L’album promis depuis près de quatre ans, Exode, ne pouvait voir le jour sans préparation : L’époque est piégée, c’est l’ère des métamorphoses, de la violence masquée, d’une épidémie qui chamboule les codes de vie. Keny Arkana a dû trouver un nouvel équilibre, celui de l’indépendance. Depuis chez elle, à Marseille, où elle a installé son studio, elle a posé son « cri silencieux comme la nuit sous une lune d’argent ». Le nom du projet ? Avant L’Exode. Comme le teaser d’un album majeur, avec en première sortie « J’Sais Pas faire Autrement », où la rappeuse au « cœur esquinté mais blindé » kicke des lyrics militants et parle « pour de vrai, pas pour plaire », refusant les dictats de la mode et ne reculant jamais devant un instrumental puissant, qu’il soit sous influence drill ou old school. Les titres se succèdent sur YouTube et les plateformes de streaming, dévoilant de nouvelles thématiques : Ode à la solidarité dans « Viens Mon Frère » dont elle a signé la prod’, coup de gueule contre « les connards, les commères, les cyniques, ceux qui abusent du pouvoir comme les flics, les ministres » dans « On Les Emmerde », tableau d’un « siècle aux couleurs de l’apocalypse » dans « Anomalie ». Keny lâche les chiens de la révolte dans « Violence Masquée » au slogan puissant, « Aucune confiance en leur monde malsain ».

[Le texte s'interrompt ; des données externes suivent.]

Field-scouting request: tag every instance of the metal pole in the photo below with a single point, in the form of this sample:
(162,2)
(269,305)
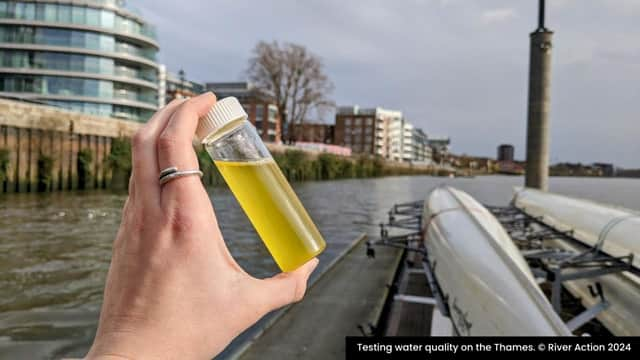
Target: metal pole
(537,171)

Au fil des semaines, Avant L’Exode prend forme. Les tracks s’accumulent, et Keny tutoie les étoiles avec des chansons aussi puissantes que « Comme Un Aimant », « entre le trop-plein et le néant, (…) Le quartier dans la peau dans chaque élan ». Dans « Boussole », elle dresse le tableau d’un monde « violent comme l’apologie aryenne ». Si Keny a toujours le rap tranchant et les mots aiguisés, elle sait aussi utiliser la puissance de la voix chantée. « C’est vrai, j’ai toujours un peu chantonné, j’ai beaucoup de mélodies dans la tête » concède-t-elle. La preuve est faite avec des titres comme « Enfant De L’Insomnie », expression parfaite de cette dichotomie entre chant et rap. « En Direct De L’Asphyxie » a un arrière-goût amer, triste constat d’une « fille du vent » qui a « traversé trop de déserts sous tempêtes avec sa propre foi pour lanterne, parce que le monde tourne à l’envers ».

Keny, « enfant des étoiles », parle aux fantômes et combat ses démons. « Si je n’avais pas eu une vie cabossée, je n’aurais peut-être pas été dans le rap ». Elle parle pour les siens, pour sa ville de Marseille, affiche une éthique humaniste et surtout, nous offre l’expression d’une émotion unique, celle d’une grande artiste. Avant L’Exode, c’est l’électrochoc venu de Marseille.

Cette fois c’est sûr, Keny Arkana est de retour. Il était temps.